Three boys uncover teenage T Rex fossil while out on hike in North Dakota
Three young boys were left "completely speechless" after discovering a T rex fossil while out on a hike in North Dakota.
The boys made the discovery in 2022 but the find was only announced this week ahead of a film documenting how the fossil was uncovered.
Liam and Jessin Fisher, two brothers aged seven and ten at the time, and their father were out trekking with their cousin Kaiden Madsen, then nine, when they stumbled across the bone sticking out of the ground.
“You just never know what you are going to find out there. You see all kinds of cool rocks and plants and wildlife," dad Sam Fisher said.
Unsure at first what they had found, they shared a picture with family friend Tyler Lyson, the associate curator of vertebrate paleontology at the Denver Museum of Nature & Science.
He organised an excavation, suspecting it was only a duckbill dinosaur fossil, a relatively common species.
Digging began in the summer of 2023, and before long the team realised it was something more significant.
Mr Lyson said: "We found the lower jaw with several teeth sticking out of it.
"It doesn’t get any more diagnostic than that, seeing these giant tyrannosaurus teeth starring back at you.”

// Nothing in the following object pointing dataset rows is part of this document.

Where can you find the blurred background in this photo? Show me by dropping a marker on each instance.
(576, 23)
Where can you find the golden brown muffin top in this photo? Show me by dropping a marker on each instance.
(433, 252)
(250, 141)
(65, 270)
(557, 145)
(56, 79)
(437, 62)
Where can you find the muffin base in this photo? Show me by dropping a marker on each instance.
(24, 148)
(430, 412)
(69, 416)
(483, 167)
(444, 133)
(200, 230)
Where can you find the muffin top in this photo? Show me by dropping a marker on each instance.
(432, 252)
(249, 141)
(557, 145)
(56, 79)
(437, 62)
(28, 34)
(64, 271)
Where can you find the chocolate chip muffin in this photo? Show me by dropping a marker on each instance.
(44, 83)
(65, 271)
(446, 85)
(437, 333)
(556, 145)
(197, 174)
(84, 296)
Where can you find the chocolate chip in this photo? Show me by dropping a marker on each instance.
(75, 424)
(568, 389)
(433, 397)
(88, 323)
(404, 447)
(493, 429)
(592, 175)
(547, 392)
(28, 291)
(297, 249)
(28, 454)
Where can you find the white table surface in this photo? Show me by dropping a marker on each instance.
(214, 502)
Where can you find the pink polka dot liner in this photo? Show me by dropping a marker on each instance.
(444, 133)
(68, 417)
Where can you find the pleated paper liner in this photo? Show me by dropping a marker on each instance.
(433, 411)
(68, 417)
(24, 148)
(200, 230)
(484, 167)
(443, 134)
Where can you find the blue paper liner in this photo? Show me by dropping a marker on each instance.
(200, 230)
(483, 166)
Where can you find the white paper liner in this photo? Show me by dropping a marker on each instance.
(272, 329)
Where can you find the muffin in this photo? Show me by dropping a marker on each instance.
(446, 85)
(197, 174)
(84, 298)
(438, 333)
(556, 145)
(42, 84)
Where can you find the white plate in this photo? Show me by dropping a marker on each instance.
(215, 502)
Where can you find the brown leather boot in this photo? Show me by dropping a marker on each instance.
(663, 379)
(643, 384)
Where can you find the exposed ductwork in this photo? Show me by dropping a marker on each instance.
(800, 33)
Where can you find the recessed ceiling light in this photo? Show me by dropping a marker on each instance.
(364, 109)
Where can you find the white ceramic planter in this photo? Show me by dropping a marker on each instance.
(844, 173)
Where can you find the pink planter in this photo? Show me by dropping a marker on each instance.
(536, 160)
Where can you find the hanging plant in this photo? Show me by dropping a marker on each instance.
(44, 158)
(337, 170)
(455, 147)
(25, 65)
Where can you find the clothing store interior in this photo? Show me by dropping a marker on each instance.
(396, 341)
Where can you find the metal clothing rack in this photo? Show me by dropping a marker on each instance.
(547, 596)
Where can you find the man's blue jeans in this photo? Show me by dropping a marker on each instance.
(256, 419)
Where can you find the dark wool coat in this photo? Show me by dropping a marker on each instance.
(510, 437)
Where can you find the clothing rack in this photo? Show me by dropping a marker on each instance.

The film about the discovery is due to be released, alongside an exhibition at the Denver Museum of Nature & Science, opening on 21 June.
Based on the size of the tibia bone, experts estimate the dinosaur was 13 to 15 years old when it died and could have weighed around 1,500 kilos — about two-thirds of the size of a full-grown adult.
Liam Fisher said his friends were doubtful when he told them about the find.
He said: “They did not believe me at all."
During the upcoming exhibit 'Discovering Teen Rex', the public will get to watch crews chip away the rock, which the museum estimates will take about a year.